Il fatto che si vada oltre settembre significa una cosa sola: che la storia del boss libico scarcerato e portato a casa sua dal nostro governo, nonostante la richiesta di arresto da parte della Corte penale internazionale, ci accompagnerà per tutte queste settimane estive accalorando lo scontro tra la destra e i giudici, tra la destra e la sinistra.
Certo il governo, alle prese con l’iniziativa giudiziaria del Tribunale dei ministri contro i tre esponenti ministeriali ma non contro la premier la cui posizione è stata archiviata, si è messo in una situazione abbastanza paradossale. Mentre quando la storia arrivò in Parlamento si capiva bene che Nordio e Piantedosi si stavano arrampicando sui tecnicismi per giustificare una scelta che non volevano fosse considerata «politica», adesso Meloni è la prima a rivendicare proprio a sé stessa una condotta politicamente fondata: abbiamo agito per difendere l’interesse nazionale di fronte a possibili rappresaglie delle bande che obbediscono ad Almasri in Libia.
È la stessa posizione del Guardasigilli, che rivendica alla sua «responsabilità politica e giuridica» le scelte del ministero cercando così di scagionare il suo capo di Gabinetto le cui dichiarazioni sono considerate «contraddittorie se non mendaci» dal Tribunale dei ministri.
Siamo dunque di fronte ad un cambio di linea che in qualche modo bisognerà giustificare quando si voterà in Parlamento per le autorizzazioni a procedere (scontato che saranno respinte per i ministeriali, più complicata la faccenda del capo di Gabinetto di Nordio). Insomma, le cose non saranno facili: il governo si è esposto ad una facile polemica da parte delle opposizioni, basta ascoltare Renzi per capire dove va a parare la minoranza: «Siamo in mano a dei dilettanti allo sbaraglio». Per questa ragione ora la premier fa un fuoco di sbarramento soprattutto contro la magistratura, accusandola di perseguire un disegno politico ostile al governo, teso soprattutto a minarne la politica di respingimento dell’immigrazione clandestina anche come rappresaglia per la riforma della giustizia che sancisce la separazione delle carriere tra giudici e procuratori, che modifica il Csm e punta a smantellare le correnti organizzate dell’Anm. Un copione di botta-e-risposta che ormai conosciamo a memoria: il centrodestra parla di magistratura politicizzata, i magistrati rispondono protestando perché si minerebbe la loro autonomia e indipendenza. È dai tempi di Berlusconi che va avanti così.
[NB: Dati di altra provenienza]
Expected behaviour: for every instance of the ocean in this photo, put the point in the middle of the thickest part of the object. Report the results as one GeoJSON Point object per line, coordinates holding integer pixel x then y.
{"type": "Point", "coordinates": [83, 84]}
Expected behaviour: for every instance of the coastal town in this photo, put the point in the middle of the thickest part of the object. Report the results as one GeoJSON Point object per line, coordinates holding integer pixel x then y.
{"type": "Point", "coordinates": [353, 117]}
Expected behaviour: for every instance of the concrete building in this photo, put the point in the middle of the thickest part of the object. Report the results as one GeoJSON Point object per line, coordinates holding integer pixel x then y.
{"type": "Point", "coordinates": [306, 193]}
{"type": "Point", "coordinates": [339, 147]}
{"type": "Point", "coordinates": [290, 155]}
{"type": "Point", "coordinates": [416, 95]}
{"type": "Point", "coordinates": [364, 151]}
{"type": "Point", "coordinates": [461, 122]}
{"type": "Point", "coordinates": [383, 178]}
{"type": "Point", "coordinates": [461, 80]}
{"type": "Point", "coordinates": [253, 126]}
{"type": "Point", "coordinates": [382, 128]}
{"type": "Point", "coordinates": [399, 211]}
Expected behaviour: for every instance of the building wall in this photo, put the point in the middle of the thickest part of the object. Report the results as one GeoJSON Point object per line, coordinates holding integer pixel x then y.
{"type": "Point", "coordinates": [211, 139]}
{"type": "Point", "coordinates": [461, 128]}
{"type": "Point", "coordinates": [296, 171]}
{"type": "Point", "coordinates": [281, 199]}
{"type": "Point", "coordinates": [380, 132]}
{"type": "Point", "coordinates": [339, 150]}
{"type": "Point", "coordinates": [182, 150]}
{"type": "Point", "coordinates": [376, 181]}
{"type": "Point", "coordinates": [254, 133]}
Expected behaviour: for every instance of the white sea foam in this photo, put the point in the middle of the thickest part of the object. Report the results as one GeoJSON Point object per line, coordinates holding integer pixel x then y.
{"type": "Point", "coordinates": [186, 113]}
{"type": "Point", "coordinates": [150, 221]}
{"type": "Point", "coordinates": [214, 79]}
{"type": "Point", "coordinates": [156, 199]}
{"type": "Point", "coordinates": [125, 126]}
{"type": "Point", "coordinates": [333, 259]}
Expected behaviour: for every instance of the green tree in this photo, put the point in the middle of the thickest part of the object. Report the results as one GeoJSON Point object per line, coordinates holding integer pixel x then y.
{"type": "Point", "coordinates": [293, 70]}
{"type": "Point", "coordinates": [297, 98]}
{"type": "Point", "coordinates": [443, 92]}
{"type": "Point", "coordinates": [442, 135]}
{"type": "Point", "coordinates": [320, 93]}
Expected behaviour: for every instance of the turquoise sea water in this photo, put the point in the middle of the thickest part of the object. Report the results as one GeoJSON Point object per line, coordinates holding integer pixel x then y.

Ma la premier ce l’ha anche con le opposizioni. Accusa di «anti-italianità» il duo Bonelli & Fratoianni che intende denunciare il governo di fronte alla Corte penale internazionale per complicità con Israele a Gaza, e se la prende con Giuseppe Conte, anzi con «un Conte qualsiasi» ricordandogli che lei è un premier che si assume le sue responsabilità nella guida dell’intero governo («non sono mica Alice nel Paese delle meraviglie») a differenza sua che, ai tempi della vicenda della Open Arms «fece finta di non sapere cosa stava facendo il suo ministro dell’Interno Salvini con la chiusura dei porti alle navi delle ong».
Conclusione: la premier rinfaccia alla sinistra di cogliere ogni occasione per utilizzare i giudici cercando di sconfiggere la maggioranza e il governo attraverso la via giudiziaria dal momento che non riesce a centrare l’obiettivo per via elettorale.